We often advise against using String on 8 bit Arduino due to low memory...
... I was inspired to post this as the result of another discussion over on r/embedded about the same general topic: It is true that it is not recommended to use Malloc in embedded?.
The answer, as per most "computer things", is "it depends":
- For smaller memory systems, the answer is "yes" but it depends somewhat on how you go about it and whether you understand what is going on or not.
- For larger memory systems, the risks are lower, so it is usually fine, but you still need to know what you are doing. For mission critical, especially thing that need to run reliably for long periods of time (e.g. years), "Yes, it is true that it is not recommended to use malloc".
Dynamic memory and String
The problem with String is that it dynamically allocates memory. What that means is that when you create one, it doesn't actually have any memory allocated to it. This is useful when, for example, you don't know how big the string needs to be in advance.
So, it has to go and find some from an unused area of memory known as the heap.
The bottom line is that this is done via a function called malloc()
.
The heap
The heap is what is remaining after the variables that your program defines have been allocated to memory.
If you have verbose turned on, you will see a message telling you about this during the upload process. It will be a line like this one:
Global variables use 955 bytes (46%) of dynamic memory, leaving 1093 bytes for local variables. Maximum is 2048 bytes.
So, in that example, the heap can theoretically have access to 1,093 bytes of memory.
I did say "theoretically", because in most systems, there is another critical structure also trying to use that unallocated memory which I will describe that in the next section about "The stack".
As mentioned above, the heap is really useful when you don't know how "big" things will be in advance - for example, how many characters a user might enter into the Serial monitor in one go.

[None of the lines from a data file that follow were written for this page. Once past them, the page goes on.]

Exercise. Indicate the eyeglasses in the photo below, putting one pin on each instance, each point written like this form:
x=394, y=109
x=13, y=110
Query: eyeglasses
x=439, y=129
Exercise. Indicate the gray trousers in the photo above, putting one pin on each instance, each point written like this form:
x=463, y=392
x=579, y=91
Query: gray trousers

The heap grows upwards to higher memory locations. It typically starts from the first location in memory after all of the global variables defined in your code.
The stack
In the previous section "The heap", I gave an example and said "...theoretically ... the heap can use all of that unallocated memory". But, there is another critically important structure that is also trying to use that "unallocated" or "unused" memory. This structure is known as the stack.
The stack is an important structure because it tracks and manages the operation of your program. For example, if your code calls a function (e.g. pinMode, or digitalWrite, or Serial.println etc), the stack is used to keep track of where to return to when that function finishes.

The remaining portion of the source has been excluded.